By the time we come to the end of the movie, it's pretty much pointed out that while all three very likely inherited the same capacity for troubled mental health - indeed, as infants they all displayed distress in their behaviors - the parenting style of Eddy's adoptive parents did make a negative impact on that one boy, driving him toward the detrimental path he took.
Unfortunately, back in those days, there wasn't much sensitivity out there regarding "parenting styles" at all, and even if Eddy's father had known that this boy may need a more careful approach in his upbringing, that was the era when a man like that father would have dismissed that stuff as BS and parented the same anyway. It wasn't an enlightened era.

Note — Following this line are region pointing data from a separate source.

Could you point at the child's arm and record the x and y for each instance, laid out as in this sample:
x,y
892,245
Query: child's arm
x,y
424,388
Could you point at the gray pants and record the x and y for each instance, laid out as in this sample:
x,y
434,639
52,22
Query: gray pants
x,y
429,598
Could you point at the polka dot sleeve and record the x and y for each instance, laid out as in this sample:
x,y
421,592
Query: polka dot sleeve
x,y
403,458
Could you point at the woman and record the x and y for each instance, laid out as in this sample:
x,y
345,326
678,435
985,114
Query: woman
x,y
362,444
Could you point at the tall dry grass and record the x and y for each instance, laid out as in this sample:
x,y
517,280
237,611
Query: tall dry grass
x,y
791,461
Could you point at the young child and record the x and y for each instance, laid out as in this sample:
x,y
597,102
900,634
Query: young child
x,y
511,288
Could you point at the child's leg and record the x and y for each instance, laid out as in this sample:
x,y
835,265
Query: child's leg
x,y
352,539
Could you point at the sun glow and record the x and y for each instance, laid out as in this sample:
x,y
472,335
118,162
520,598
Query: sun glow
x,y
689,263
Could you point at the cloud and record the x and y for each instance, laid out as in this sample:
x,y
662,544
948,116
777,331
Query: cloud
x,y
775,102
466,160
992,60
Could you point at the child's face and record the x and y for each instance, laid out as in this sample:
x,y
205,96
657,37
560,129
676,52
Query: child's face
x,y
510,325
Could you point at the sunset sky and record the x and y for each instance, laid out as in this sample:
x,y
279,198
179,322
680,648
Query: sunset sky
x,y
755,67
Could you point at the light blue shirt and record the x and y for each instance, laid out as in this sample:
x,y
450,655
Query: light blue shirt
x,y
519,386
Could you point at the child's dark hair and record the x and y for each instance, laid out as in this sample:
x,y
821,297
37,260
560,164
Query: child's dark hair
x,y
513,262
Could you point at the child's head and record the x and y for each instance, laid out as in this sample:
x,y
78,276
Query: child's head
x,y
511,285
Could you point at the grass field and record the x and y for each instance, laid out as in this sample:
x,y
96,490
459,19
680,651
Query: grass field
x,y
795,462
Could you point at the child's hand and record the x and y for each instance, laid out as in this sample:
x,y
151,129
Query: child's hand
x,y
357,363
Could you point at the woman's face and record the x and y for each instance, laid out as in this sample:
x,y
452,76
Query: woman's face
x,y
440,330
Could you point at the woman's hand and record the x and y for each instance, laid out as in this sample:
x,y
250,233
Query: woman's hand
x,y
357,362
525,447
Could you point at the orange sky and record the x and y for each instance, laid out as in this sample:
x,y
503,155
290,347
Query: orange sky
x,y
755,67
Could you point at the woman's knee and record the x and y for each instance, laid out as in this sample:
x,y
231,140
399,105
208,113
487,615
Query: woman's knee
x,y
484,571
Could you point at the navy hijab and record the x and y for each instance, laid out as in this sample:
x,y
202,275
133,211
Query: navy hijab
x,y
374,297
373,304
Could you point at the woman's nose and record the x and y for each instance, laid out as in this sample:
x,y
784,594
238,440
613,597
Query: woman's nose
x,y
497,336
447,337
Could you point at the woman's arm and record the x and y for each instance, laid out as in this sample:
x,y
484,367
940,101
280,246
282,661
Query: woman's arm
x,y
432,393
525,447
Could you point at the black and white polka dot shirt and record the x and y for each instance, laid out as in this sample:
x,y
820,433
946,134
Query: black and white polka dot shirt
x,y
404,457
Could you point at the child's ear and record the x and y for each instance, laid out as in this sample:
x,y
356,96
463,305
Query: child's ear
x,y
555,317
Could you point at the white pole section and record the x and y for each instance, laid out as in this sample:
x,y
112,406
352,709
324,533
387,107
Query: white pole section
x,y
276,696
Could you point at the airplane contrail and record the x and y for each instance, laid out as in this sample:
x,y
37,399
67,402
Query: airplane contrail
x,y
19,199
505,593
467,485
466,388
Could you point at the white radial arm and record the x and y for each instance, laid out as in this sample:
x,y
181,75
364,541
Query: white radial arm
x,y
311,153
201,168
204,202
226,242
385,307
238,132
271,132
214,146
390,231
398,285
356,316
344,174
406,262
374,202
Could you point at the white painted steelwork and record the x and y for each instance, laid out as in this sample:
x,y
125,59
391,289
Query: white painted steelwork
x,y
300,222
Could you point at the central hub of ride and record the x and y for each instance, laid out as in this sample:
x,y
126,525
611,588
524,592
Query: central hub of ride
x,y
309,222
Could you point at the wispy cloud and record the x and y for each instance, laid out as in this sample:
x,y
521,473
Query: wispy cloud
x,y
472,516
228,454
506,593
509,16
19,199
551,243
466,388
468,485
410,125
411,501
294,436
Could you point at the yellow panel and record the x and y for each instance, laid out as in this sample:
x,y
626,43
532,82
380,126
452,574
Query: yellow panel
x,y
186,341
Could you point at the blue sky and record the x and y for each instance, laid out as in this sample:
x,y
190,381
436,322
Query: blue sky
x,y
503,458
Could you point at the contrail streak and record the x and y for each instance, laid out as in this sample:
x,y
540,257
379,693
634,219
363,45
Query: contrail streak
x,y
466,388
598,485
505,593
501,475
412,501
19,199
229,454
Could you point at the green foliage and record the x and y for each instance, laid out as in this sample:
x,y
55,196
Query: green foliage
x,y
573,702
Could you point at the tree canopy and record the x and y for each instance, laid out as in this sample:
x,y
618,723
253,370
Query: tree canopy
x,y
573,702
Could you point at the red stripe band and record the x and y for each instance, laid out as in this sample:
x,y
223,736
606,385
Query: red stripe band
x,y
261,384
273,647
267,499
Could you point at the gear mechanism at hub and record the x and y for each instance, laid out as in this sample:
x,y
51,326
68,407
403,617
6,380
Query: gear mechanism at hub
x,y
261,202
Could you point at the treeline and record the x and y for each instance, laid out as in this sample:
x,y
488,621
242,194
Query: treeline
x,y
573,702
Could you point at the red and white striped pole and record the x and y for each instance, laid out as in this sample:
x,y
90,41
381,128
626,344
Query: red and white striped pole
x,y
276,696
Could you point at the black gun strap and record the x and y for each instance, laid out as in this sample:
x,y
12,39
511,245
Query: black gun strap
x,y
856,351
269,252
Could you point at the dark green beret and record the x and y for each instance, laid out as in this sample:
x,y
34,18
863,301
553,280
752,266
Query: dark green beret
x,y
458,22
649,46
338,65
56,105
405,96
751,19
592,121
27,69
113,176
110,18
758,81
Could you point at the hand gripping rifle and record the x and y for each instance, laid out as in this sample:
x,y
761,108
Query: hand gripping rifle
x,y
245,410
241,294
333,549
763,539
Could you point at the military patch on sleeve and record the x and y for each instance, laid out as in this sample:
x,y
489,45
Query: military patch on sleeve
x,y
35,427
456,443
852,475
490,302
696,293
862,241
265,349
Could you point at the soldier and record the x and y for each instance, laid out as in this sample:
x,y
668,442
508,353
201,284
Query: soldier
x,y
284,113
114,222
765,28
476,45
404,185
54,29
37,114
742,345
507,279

I also think that the propensity toward mental illness in many of these children may have also been exacerbated by the very act of separating them from not only a birth mother but from each other, too. It's like a chicken and egg dilemma - might not most of these kids already have been set up for disturbance by that early trauma itself? Already all three of them were banging their heads in their cribs, and I have no doubt that being separated from each other was traumatic right from the get-go. There are also studies about the bad effects of a child being separated from its birth mother bond.